Christa Wolf, Medeia. Vozes

Que mulher é essa cujo nome e cujo rosto, tantos séculos depois, o tempo ainda não apagou da nossa memória?

Que recordações e que imagens temos nós dessa bela princesa do Sol?

Ligado, desde sempre, à expedição dos Argonautas, que sob o comando de Jasão, viajaram até à Cólquida a fim de reaverem o Velo de Ouro, o mito de Medeia narra a paixão da princesa colca pelo herói e a forma como ela, com os seus poderes de feiticeira, o irá ajudar no seu difícil empreendimento. Por amor, para poder seguir viagem com Jasão, Medeia trai o pai, abandona a pátria e esquarteja o próprio irmão para atrasar as tropas de seu pai quando perseguem a expedição.

Mais tarde, já em Corinto, e mãe de dois filhos, quando Jasão lhe confessa que pretende casar com a filha do rei, Medeia, numa dor sem fim, condenada a ser sempre a Outra, num amor e numa pátria que não lhe pertencem, pratica, numa atitude de vingança, o mais hediondo dos actos – o infanticídio. Apresentada em 431 A.C. nas Grandes Dionísias, a Medeia de Eurípides, continua, ainda hoje, dois milénios depois, a fazer parte do imaginário ocidental. A lenda dos Argonautas, a magia de Medeia e a temática do filicídio, atravessou muitas histórias e poemas da Idade Média, e, desde o Renascimento até hoje, o mito da princesa bárbara, continua a representar, em diversos países, pela sua singularidade e complexidade, motivo de numerosas apropriações nas mais variadas formas de arte: dramas, óperas, ballets, romances, poemas, pinturas, esculturas, peças musicais e filmes.

E apesar das variações do mito divergirem em alguns aspectos, foi de facto a magia de Medeia e o infanticídio praticado por esta, ou executado friamente pelas gentes de Corinto, que se perpetuou no tempo e no espaço.

Sol e Lua, Céus e Terra, feiticeira e humana, mulher apaixonada e amante traída, fratricida e filicida, encontro e desencontro, amor e ódio, a princesa do Sol continua a interpelar-nos veemente, mas todos a vemos e lhes respondemos de maneira diferente.
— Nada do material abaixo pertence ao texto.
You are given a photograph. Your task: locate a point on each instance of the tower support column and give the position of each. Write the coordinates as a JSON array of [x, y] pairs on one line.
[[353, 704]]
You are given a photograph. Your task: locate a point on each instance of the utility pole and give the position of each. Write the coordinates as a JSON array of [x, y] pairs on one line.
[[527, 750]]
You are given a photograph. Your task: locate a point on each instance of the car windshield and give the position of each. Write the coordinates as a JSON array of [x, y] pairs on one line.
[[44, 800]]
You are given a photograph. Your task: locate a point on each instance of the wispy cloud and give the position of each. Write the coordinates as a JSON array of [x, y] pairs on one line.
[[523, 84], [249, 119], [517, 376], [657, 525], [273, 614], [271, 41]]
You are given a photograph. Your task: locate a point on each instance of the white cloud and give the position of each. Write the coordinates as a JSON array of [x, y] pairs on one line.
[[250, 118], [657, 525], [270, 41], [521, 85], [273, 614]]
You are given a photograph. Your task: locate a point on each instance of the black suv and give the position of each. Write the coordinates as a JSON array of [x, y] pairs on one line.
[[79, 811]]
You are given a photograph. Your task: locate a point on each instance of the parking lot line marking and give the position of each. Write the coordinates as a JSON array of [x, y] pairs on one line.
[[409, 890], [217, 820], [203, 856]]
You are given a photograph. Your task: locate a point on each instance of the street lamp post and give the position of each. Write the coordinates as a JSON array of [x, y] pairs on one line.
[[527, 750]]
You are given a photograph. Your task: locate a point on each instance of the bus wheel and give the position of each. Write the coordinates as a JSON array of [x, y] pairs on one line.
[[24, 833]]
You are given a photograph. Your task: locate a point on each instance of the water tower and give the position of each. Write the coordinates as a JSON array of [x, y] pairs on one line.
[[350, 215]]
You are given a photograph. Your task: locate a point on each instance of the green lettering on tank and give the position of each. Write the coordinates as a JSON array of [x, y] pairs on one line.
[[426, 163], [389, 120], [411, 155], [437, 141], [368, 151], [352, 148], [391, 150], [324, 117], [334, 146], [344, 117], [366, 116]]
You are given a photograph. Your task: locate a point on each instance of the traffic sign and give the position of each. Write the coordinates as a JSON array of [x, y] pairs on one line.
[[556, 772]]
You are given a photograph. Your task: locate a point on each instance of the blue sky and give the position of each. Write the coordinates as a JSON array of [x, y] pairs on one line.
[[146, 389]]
Se Eurípides nos deixou a imagem de uma mulher apaixonada, ao ponto de trair a pátria e a família e matar o próprio irmão só para poder seguir o seu amor, se ele nos deu a conhecer a dor da amante traída e a mãe terrivelmente perdida, que num acto extremo de vingança aniquila a própria carne e o próprio sangue, por sua vez, Christa Wolf, escritora contemporânea de literatura alemã, desconstrói, por completo, a efabulação imortalizada pelo dramaturgo grego, e apresenta-nos em Medeia. Vozes uma Medeia isenta de qualquer crime. No romance da escritora alemã, cuja leitura aconselho, Medeia não é mais a mulher violenta e assassina, ela é vítima de uma cultura patriarcal e repressiva.